Znów tylko remis Górnika Łęczna. W 17. kolejce I ligi spotkanie zielono-czarnych na własnym boisku z GKS-em Tychy zakończyło się remisem 2:2.
Łęcznianie dwukrotnie obejmowali prowadzenie po golach Marko Roginicia w 6 minucie i Fryderyka Janaszka w 68 minucie. Jednak za każdym razem goście wyrównywali. Bramki dla drużyny z Tychów strzelili Julius Ertlthaler (29 min.) i Julian Keiblinger (70 min.).
Fryderyk Janaszek był niepocieszony po końcowym gwizdku: – Zdecydowanie nikogo nie satysfakcjonuje remis, zwłaszcza, że graliśmy u siebie i prowadziliśmy najpierw 1:0, a później 2:1. Powinniśmy dociągnąć te przewagę do ostatniego gwizdka. Ale zostały jeszcze dwa mecze i ciśniemy do końca.
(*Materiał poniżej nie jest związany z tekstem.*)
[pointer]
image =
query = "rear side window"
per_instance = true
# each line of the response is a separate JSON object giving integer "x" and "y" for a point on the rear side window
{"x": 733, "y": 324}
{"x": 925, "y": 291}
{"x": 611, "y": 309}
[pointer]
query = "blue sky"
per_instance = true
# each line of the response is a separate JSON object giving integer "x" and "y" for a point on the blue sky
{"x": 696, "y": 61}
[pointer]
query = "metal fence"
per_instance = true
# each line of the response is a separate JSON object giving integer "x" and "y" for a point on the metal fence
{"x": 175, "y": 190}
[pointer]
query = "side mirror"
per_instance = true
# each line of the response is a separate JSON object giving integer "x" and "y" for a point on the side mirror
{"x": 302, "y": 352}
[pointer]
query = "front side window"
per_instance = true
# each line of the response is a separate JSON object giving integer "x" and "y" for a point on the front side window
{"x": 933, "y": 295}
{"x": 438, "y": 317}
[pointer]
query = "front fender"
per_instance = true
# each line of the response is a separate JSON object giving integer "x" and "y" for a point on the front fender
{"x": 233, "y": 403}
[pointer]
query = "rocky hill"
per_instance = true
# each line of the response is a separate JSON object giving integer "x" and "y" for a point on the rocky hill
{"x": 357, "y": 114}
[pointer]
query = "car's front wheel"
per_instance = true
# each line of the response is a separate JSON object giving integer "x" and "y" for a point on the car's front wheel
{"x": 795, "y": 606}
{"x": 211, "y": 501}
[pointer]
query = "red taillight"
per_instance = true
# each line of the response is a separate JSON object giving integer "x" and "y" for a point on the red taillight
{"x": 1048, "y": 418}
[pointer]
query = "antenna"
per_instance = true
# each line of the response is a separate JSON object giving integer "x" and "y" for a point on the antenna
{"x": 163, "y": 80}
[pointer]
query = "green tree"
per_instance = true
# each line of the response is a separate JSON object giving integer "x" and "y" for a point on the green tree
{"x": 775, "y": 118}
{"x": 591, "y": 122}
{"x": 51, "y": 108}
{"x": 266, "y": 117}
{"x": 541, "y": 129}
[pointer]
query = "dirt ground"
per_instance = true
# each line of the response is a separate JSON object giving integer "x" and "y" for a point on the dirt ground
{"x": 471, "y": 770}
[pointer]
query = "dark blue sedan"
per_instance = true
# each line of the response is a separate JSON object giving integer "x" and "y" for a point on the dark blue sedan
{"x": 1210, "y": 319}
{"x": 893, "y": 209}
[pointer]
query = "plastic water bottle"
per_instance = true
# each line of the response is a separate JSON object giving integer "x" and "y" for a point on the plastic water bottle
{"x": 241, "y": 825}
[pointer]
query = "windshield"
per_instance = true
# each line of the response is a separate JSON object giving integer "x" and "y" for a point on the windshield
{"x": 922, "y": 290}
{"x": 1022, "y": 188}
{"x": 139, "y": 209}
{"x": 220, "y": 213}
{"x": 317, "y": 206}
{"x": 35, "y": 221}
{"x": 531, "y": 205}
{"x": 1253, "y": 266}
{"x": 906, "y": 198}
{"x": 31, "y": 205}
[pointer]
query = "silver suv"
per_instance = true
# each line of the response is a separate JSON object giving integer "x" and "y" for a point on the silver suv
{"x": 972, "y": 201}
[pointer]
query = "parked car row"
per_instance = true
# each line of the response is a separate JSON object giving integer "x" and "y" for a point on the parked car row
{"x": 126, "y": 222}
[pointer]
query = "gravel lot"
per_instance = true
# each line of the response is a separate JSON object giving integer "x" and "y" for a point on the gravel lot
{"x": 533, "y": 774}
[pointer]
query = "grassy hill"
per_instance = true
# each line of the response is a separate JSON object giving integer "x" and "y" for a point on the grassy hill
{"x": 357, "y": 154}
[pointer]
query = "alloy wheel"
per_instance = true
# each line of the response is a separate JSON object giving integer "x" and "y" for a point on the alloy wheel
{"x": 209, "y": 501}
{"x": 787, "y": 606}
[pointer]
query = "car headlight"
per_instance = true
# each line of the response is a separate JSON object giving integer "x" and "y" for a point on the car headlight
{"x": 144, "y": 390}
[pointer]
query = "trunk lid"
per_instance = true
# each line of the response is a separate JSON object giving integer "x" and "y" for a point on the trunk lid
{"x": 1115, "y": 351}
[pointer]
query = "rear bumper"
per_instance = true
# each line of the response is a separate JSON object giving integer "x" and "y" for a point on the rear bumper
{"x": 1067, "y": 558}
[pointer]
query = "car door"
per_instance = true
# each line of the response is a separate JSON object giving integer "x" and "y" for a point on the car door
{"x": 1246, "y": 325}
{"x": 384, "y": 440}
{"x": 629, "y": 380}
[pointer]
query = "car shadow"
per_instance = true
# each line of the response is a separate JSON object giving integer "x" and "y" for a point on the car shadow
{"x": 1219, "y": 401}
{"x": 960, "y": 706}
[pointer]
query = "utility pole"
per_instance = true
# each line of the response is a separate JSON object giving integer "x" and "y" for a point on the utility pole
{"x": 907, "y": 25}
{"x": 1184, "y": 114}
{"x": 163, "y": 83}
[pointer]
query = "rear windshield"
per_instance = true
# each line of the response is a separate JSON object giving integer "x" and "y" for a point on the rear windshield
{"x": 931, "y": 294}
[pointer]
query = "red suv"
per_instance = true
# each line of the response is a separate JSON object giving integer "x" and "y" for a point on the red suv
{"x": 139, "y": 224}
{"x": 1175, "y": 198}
Również kapitan Górnika Adam Deja żałował zmarnowanej okazji na zdobycie trzech punktów: – Mieliśmy te punkty na wyciągnięcie ręki, ale bramkę na 2:2 straciliśmy zdecydowanie za szybko. Znowu wkradło się trochę nerwowości i mecz skończył się remisem.
Dla Górnika był to 8., a dla GKS-u Tychy 11. remis w sezonie.
Z dorobkiem 26 punktów łęcznianie zajmują dziewiąte miejsce w tabeli. W kolejnym spotkaniu w niedzielę, 1 grudnia zagrają ze Stalą Stalowa Wola.